Six reasons to read this excellent book:
1. It gives a global overview of slavery, taking in all actors, from the UK, West Africa to the West Indies and the Southern states, and including France, Nova Scotia, South Africa and South America.
2. It sets the record straight. Abolition wasn’t down to Wilberforce working alone, but the lifelong efforts of many, often working in the background: “After his death Wilberforce was the object of a massive and successful feat of image-making: a laudatory five-volume biography by two of his sons.” And “Some twenty more biographies of Wilberforce have followed, most of them reinforcing the view that slavery in the British Empire came to an end almost entirely because of the dogged, idealistic persistence of this saintly man and his saintly friends.”
3. It reviews the key role that women played in the anti-slavery movement, particularly towards the end when progress seemed to be grinding to a halt.
4. It highlights the significant effect on abolition of the slaves revolting in the Caribbean.

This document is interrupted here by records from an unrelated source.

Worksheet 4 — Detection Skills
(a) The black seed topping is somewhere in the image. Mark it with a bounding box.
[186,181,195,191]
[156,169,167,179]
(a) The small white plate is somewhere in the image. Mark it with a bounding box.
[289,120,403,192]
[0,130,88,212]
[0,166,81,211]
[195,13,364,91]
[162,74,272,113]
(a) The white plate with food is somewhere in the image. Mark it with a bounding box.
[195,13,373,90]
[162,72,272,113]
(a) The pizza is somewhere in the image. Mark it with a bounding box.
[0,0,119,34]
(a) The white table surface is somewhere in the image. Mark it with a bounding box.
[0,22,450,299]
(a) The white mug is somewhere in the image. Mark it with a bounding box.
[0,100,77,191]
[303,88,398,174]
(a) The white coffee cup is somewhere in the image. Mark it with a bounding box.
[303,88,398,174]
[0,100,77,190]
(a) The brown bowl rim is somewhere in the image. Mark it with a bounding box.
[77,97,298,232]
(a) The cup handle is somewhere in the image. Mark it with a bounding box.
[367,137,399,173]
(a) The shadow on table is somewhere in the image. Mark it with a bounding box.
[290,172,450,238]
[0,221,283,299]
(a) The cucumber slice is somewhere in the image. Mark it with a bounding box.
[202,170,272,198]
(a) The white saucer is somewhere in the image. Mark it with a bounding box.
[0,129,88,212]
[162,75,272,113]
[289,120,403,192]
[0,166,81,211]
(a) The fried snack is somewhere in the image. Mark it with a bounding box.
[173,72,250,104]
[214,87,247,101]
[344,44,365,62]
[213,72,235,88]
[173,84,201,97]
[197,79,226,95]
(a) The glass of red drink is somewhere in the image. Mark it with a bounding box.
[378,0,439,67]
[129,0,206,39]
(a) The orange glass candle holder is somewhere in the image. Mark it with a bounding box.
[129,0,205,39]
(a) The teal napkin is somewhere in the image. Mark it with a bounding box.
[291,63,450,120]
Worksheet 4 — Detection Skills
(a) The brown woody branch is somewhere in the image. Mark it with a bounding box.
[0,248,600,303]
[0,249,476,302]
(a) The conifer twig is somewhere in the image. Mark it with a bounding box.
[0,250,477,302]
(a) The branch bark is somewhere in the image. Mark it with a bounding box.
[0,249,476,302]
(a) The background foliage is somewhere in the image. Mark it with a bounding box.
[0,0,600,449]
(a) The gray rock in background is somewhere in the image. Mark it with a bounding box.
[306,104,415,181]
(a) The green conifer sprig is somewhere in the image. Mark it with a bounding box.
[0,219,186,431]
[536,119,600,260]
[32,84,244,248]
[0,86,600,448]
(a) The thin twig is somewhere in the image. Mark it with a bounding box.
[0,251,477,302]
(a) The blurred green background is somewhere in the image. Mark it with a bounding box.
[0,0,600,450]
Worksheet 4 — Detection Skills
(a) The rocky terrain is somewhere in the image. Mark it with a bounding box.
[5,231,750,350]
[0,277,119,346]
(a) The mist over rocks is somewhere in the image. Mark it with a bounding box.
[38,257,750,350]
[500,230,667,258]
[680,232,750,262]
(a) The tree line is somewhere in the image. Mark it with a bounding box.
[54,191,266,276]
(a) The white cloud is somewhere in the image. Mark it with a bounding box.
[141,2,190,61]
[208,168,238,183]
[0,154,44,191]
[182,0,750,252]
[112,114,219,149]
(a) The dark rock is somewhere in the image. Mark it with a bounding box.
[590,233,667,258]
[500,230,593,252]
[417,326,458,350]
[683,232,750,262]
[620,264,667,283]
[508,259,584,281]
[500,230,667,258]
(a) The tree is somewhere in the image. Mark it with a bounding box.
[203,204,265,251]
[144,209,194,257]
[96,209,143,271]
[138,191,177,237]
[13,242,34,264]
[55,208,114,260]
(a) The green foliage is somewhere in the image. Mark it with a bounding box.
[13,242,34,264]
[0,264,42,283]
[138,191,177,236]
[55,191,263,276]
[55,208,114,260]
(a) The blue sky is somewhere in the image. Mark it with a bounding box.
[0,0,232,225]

5. It points out that John (Amazing Grace) Newton was no saint but continued with slaving and reaping the profits from slavery long after his conversion: “to leave behind a career as a prison guard is one thing; to call for closing all prisons entirely another.”
6. It recognizes that the abolition of slavery does not mean it does not exist today: “… millions of people still live in some form of bondage: to cross-border traffickers in women, to employers of child labor, to rural landlords in Asia, and more.”